I became stubborn and he became a better house cleaner, laundry person and cook. Although one of the challenges wasn’t him, it was me. I always micro-managed what he did because he didn’t do it like I did. I cringed when my new Colorado T-shirt now fit my 4-year-old. It was also easier at times to do it myself because I didn’t like the results. “Were you wearing your glasses when you dusted that corner?”

Many years have passed, and he washes his own clothes (now I don’t do it good enough for him), he cooks much better than I do, he does floors, but in all these years he doesn’t do toilets. He could very well survive with me, and the house would be picked up better than the way I keep it. It would be a little dustier (must be the eyes) and the toilets? I don’t want to guess.

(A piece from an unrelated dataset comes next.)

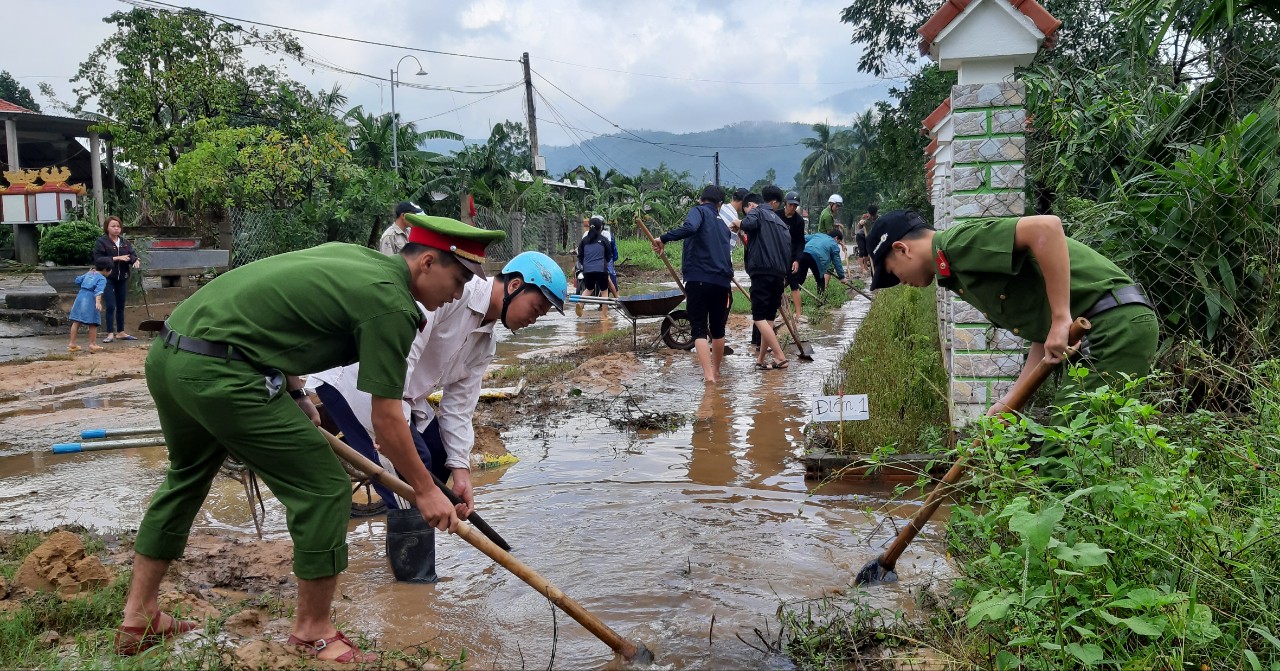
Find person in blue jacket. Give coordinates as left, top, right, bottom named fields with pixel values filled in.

As I watch my sons and son-in-law help their wives and take care of their houses, I don’t see the mentality of women’s work anymore except maybe when it comes to toilets. They seem to share their duties and in all fairness to their wives; occasionally they need to be reminded of certain tasks if they are trying to do the man thing with the television remote.

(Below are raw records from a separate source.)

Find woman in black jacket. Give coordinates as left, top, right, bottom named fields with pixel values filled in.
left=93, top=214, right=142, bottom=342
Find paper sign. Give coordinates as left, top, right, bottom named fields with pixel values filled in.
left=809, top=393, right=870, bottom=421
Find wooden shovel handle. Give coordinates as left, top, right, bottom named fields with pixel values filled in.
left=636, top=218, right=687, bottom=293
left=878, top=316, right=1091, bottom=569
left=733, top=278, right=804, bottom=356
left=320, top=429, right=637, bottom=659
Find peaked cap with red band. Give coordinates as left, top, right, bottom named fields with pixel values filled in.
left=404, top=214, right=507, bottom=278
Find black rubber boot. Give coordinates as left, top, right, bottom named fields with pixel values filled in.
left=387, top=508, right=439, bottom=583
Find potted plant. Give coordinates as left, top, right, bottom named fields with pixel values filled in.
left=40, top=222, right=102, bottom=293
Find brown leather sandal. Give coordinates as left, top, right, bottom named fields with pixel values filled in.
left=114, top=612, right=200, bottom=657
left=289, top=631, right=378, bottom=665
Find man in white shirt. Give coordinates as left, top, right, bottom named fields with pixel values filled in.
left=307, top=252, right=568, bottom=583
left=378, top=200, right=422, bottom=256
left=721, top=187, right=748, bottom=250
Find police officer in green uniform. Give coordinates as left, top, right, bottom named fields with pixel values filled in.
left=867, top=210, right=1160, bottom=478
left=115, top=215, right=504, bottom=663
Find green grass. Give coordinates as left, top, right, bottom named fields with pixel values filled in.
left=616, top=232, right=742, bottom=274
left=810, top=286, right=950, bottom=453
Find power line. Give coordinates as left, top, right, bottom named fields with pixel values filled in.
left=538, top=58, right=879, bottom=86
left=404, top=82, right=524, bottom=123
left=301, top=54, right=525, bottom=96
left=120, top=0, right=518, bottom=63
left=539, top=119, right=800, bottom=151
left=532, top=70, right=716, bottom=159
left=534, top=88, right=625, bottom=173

It is a different time in 2013 than when I and my friends were first married. There is more negotiation between couples and the chores that are needed to be done in a family. That doesn’t mean the older generation of men were lazy or not caring. It means that they lived by what society was back then and what was expected of both men and women was different.

If you are a man in 2013 and you do toilets, make it known because in my poll, toilets still seem to be women’s work. I am not sure what message that is giving to us and to our children and does it matter?